Standalone revenue from operations stood at ₹668 crore in Q3 of this fiscal (₹725 crore). The company reported a loss before tax and exceptional items of ₹20 crore as against a profit before tax and exceptional items of ₹21 crore last year.

Segment-wise show

The operating performance of the sugar segment for Q3FY24 was lower compared with last year on account of a reduction in export volume due to restrictions imposed by the government, partially offset by the increase in domestic volume and realisation, said S Suresh, Managing Director.

Cane crushed for the quarter has been slightly lower than the year-ago period and the sugar recovery has marginally reduced due to prevailing climatic conditions, he added.

However, distillery profitability in the quarter was better on account of the volume benefits flowing from expansion and better realisation. The full benefits of expansion have not flown in the quarter due to a change in government policy on syrup ethanol/B Heavy Ethanol.

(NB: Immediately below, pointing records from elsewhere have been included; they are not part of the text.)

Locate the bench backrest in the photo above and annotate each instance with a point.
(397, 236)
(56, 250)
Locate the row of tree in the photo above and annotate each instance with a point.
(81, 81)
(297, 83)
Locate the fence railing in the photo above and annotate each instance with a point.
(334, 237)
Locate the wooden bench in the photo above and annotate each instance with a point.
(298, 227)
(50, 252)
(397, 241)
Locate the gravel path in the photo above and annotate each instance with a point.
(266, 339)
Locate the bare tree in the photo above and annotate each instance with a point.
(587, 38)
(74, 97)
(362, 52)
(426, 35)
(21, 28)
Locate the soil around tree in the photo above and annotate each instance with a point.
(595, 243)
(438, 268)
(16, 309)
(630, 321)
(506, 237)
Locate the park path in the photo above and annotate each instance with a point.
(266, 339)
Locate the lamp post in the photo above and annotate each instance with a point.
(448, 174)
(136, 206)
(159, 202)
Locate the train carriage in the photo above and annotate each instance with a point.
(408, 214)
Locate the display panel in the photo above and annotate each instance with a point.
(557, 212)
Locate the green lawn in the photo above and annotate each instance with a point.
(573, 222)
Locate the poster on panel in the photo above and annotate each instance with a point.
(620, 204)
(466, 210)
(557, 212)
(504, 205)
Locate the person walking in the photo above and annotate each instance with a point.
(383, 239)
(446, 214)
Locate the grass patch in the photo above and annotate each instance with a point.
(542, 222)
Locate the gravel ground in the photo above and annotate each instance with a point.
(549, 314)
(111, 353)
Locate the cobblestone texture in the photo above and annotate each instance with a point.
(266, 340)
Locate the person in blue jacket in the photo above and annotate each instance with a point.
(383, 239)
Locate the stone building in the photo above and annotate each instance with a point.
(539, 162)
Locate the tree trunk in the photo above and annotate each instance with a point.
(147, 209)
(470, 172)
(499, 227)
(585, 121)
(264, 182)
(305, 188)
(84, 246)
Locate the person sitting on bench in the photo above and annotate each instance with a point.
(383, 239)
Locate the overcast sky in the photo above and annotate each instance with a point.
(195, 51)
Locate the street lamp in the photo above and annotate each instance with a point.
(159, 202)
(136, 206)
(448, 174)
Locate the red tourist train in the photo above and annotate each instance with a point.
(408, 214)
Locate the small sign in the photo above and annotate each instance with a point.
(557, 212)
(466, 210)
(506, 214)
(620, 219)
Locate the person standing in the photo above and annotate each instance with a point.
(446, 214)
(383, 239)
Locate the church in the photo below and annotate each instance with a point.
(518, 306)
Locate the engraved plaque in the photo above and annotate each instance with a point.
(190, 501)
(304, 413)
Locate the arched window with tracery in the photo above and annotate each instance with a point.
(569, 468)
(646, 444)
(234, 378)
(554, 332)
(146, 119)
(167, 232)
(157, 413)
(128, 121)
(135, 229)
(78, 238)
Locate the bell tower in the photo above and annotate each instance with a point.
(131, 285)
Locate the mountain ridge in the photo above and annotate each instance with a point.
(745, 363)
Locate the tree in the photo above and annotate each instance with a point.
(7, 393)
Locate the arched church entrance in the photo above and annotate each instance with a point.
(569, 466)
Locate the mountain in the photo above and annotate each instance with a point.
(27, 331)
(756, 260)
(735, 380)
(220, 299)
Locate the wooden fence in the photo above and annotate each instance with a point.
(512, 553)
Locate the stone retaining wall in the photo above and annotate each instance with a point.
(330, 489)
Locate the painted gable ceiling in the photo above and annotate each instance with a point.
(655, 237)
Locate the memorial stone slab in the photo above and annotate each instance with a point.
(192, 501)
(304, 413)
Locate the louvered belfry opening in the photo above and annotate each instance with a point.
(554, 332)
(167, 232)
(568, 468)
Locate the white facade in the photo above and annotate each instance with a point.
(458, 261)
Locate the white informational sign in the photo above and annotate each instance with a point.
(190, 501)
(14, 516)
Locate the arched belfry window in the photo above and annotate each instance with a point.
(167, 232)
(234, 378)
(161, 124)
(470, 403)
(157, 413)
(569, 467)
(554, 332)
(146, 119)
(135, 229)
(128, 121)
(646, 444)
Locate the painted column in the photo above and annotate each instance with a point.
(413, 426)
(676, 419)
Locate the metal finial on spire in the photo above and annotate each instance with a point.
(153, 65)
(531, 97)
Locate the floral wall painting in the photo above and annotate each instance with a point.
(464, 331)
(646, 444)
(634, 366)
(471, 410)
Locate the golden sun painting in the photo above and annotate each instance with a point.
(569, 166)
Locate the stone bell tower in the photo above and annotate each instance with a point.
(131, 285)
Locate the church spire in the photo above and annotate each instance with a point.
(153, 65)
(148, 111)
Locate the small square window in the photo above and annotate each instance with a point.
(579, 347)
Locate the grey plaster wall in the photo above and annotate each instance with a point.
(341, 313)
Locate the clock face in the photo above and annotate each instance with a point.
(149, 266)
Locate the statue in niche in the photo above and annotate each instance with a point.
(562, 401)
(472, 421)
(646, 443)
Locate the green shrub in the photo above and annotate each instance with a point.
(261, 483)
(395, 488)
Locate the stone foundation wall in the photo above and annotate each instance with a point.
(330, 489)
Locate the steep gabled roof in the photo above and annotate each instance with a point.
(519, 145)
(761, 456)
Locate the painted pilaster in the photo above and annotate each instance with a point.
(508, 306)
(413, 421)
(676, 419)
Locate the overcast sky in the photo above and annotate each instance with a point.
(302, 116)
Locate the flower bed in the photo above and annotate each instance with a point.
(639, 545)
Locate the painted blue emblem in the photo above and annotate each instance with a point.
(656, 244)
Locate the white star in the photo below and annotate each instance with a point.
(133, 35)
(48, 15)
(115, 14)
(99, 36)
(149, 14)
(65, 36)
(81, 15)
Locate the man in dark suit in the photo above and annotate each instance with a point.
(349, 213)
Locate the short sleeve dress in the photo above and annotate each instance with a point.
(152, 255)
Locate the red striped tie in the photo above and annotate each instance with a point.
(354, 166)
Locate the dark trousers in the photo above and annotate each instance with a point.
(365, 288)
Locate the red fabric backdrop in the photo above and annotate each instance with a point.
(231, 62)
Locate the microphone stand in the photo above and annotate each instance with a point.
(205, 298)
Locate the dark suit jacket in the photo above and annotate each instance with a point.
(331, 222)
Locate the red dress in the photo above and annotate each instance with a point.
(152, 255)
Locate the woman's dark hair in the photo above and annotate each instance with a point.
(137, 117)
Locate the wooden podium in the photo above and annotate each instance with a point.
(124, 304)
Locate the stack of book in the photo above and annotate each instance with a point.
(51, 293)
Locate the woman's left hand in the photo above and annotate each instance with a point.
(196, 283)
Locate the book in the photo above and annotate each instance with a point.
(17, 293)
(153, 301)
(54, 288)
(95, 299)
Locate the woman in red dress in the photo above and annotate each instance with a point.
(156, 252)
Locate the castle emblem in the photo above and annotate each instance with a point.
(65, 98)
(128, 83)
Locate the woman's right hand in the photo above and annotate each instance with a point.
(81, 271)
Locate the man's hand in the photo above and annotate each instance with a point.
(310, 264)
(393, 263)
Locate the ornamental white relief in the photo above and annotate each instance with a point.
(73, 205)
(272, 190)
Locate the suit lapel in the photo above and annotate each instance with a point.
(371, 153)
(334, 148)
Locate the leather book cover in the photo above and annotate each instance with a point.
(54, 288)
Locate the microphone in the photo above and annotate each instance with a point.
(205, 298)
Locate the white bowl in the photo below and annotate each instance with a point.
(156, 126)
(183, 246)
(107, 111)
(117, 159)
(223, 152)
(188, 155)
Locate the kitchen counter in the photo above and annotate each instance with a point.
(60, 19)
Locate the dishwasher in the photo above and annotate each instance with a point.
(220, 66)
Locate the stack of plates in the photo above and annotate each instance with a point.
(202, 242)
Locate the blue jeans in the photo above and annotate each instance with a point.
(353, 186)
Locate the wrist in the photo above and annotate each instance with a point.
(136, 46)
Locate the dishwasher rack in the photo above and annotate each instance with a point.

The standalone nutraceuticals segment has registered a loss during the quarter on account of the continuing certification issues in Europe.

For the nine months of this fiscal, the company’s profit after tax dropped to ₹27 crore (₹114 crore). Revenue from operations stood at ₹2,092 crore (₹2,088 crore).

The company’s Board, at the meeting held on Tuesday, approved the reappointment of S Suresh as the Managing Director of the company from August 1, 2024, to April 15, 2026.